Geschichten aus dem wirklichen Leben.

27. 12. 2013 - 21:32

The daily Blumenau. X-Mas Holiday Edition I, 27-12-13.

Reformchristen, Gebotsbefolger, Abendländler, Pharisäer und warum alles angesichts des neuen Papstes noch peinlicher ist.

Seit der Nationalrats-Wahl online: der Versuch das Journal in der Form von 2003, '05, '07, 2009 und 2011 durch ein kürzeres Format zu ersetzen, um so Täglichkeit hinzukriegen. Und das mit Items aus diesen Themenfeldern.

#weihnachten #religion #kirche

Ich habe ja Glück. Meine Verwandten am Land sind keine Kirchgänger, mit denen man zwangsläufig jede Weihnachtsferien über das Gretchen-Thema herumstreiten muss. Ich weiß, anderen geht es da viel schlechter.

Dass sich die fundamentalistischen Christen heuer in meine Weihnachtszeit hineingeschummelt haben, liegt also nicht an lokalen Predigt-Verheerungen (ich hatte ein mittels Fön durchs Tal schallendes halbstündiges Weihnachtslieder-Special der örtlichen Blaskapelle; in angemessener Besinnlichkeit) oder aufpoppenden Fragen wie die nach der Geschichte von Weihnachten oder dem Ursprung des Christkinds (wo man ja automatisch im Schisma landen muss oder im besten Fall feststellt, dass Religion ohne Amtskirche eine lässige Sache wäre), sondern an zu vielen öffentlichen Äußerungen in den Tagen davor.

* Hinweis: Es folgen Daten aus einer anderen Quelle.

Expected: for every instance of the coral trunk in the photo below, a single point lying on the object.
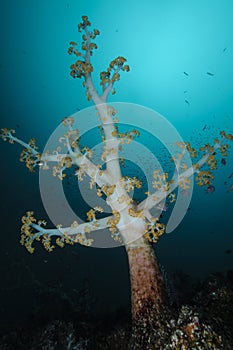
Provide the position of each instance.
(147, 285)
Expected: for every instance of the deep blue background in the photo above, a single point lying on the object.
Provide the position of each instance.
(161, 40)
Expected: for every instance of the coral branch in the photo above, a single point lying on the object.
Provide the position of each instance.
(31, 231)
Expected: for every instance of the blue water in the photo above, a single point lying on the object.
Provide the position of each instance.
(170, 47)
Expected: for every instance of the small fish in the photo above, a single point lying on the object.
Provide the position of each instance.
(210, 189)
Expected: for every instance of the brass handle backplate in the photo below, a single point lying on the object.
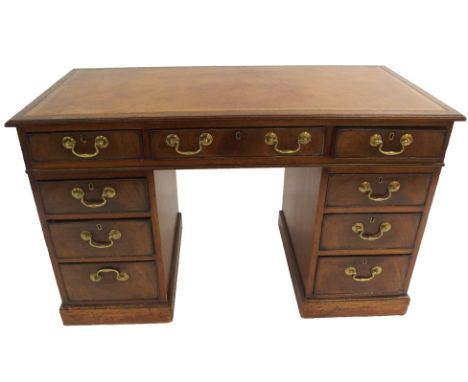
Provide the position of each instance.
(377, 141)
(107, 193)
(205, 139)
(100, 142)
(359, 228)
(392, 187)
(303, 138)
(352, 271)
(113, 235)
(119, 276)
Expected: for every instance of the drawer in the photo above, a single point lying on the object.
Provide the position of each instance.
(388, 143)
(362, 190)
(253, 142)
(98, 282)
(374, 275)
(94, 195)
(369, 231)
(100, 238)
(85, 145)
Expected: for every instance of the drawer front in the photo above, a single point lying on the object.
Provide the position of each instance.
(100, 238)
(361, 275)
(94, 196)
(85, 146)
(95, 282)
(369, 231)
(390, 143)
(362, 190)
(254, 142)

Da war nicht nur das tief in die bergvölkische Seele blickenlassende Beschwörungsformel eines neuen Ministers, sondern auch gleich eine ganze Parteigründung; wieder einmal eine auf dem Rücken der Werte, diesmal nicht der Stronach'schen (die offensichtlich eine Tochter der Zeit sind; ab Februar dann wieder sehr wurscht), sondern die christlichen.

Ich tu mir da als nicht praktizierender Protestant, als Sohn einer Katholikin und eines nie irgendwo dabei gewesenen Vaters ohne Bekenntnis, recht leicht. Ich wurde nie indoktriniert, mir fehlt das katholische Schuldbewusstsein, diese Selbstgeißelung ebenso wie das katholische Bewusstsein, sich Ablasshandel-mäßig eh von allem freikaufen zu können, mir fehlt auch die protestantische Work Ethic der Skandinavier oder des nördlichen Teils der nördlichen Nachbarn - mir sind die Riten der christlichen Religionen genauso fremd wie jüdische oder muslimische Handlungen. Mir kommt vor, dass allerorten Übersprungs-Handlungen dominieren, dass die Religion meist als Substitutions-Droge eingesetzt wird.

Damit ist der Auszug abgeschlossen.